L’un des plus grands rappeurs que nous ait offert South Los Angeles a été abattu dans la nuit du 31 mars au 1er avril 2019 devant l’un des magasins qu’il avait ouvert dans son quartier, au croisement de Crenshaw et Slauson Avenue, sans connaître réellement la gloire internationale qui lui était due. Il avait 33 ans. Il avait sorti un an plus tôt son premier album avec la major Atlantic Records, “Victory Lap”, grand disque de rap entre introspection et motivation music. Le titre de l’album, qui peut se traduire par “tour d’honneur” – celui que le champion s’offre drapeau à la main pour célébrer son triomphe –, a aujourd’hui un goût amer : ce victory lap qui devait consacrer plus de dix piges de labeur dans l’indépendance restera pour toujours le dernier. Ce n’était pas le début d’une nouvelle ère, c’était un testament précoce. 

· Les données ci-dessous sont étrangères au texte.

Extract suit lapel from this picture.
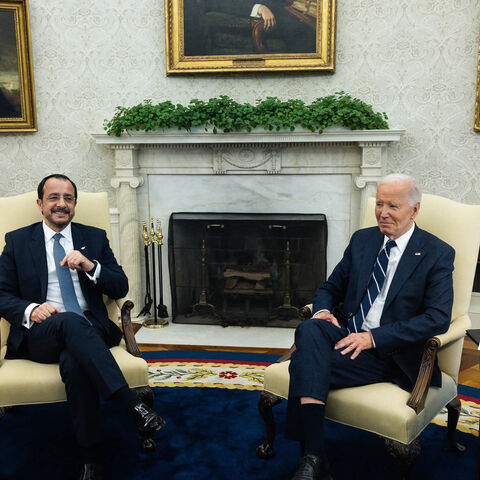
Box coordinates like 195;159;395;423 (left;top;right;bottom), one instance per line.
383;226;428;312
355;228;384;305
30;223;48;300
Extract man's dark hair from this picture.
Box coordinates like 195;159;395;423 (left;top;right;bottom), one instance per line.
37;173;78;200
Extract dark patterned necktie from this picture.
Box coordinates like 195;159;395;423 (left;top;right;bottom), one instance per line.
53;233;85;317
348;240;397;333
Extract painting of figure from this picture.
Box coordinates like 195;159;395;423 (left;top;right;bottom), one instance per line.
0;9;22;119
183;0;317;56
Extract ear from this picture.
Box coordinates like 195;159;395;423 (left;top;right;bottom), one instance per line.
412;202;420;220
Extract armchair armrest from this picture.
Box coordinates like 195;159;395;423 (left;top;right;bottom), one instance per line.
407;315;470;415
119;300;142;357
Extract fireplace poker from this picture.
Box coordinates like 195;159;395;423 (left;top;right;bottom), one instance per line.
143;218;168;328
155;218;168;318
138;222;153;317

Il avait sorti sa première mixtape en 2005, “Slauson Boy”, une quinzaine de projets depuis, et avait toujours refusé les avances des majors : il cherchait constamment à développer le “capitalisme noir” cher à James Brown en réinvestissant ses profits là où il avait grandi plutôt que de fuir comme tant d’autres le neighborhood pour une vie confortable et enviable mais déconnectée de ceux et celles qui ont contribué à t’élever. La “débrouillardise” de son pseudonyme était un credo ; il resterait un gangster, affilié jusqu’au bout aux Crips mais soucieux d’unité et d’apaisement, préférant faire front avec les foulards rouges contre l’ennemi commun Trump ou sa police raciste que d’attiser les guerres fratricides qui l’avaient jusque là épargné.

Nipsey cherchait à rassembler, lui qui semblait faire le trait d’union entre l’ancienne génération du gangsta rap, qui l’avait formé et reconnaissait en lui un digne successeur, et un renouveau plus conscient et sophistiqué façon TDE. Son rap était versatile, en accord avec sa personnalité : plein d’un spleen de voyou trop souvent endeuillé et de positivité combative, la voix éraillée par la weed et le struggle, capable de bangers rageurs autant quede douceurs lorgnant parfois sur le spoken word, il semblait pouvoir tout faire, aussi à l’aise sur du boom-bap soulful que sur les classiques de la west-coast, survolant les prods ratchet squelettiques à la DJ Mustard autant que les orchestrations plus lourdes et ornementées. Quand sa voix s’élevait, on n’entendait plus qu’elle, c’était à la fois facile et sur le fil, vulnérable et indestructible, feu et glace. 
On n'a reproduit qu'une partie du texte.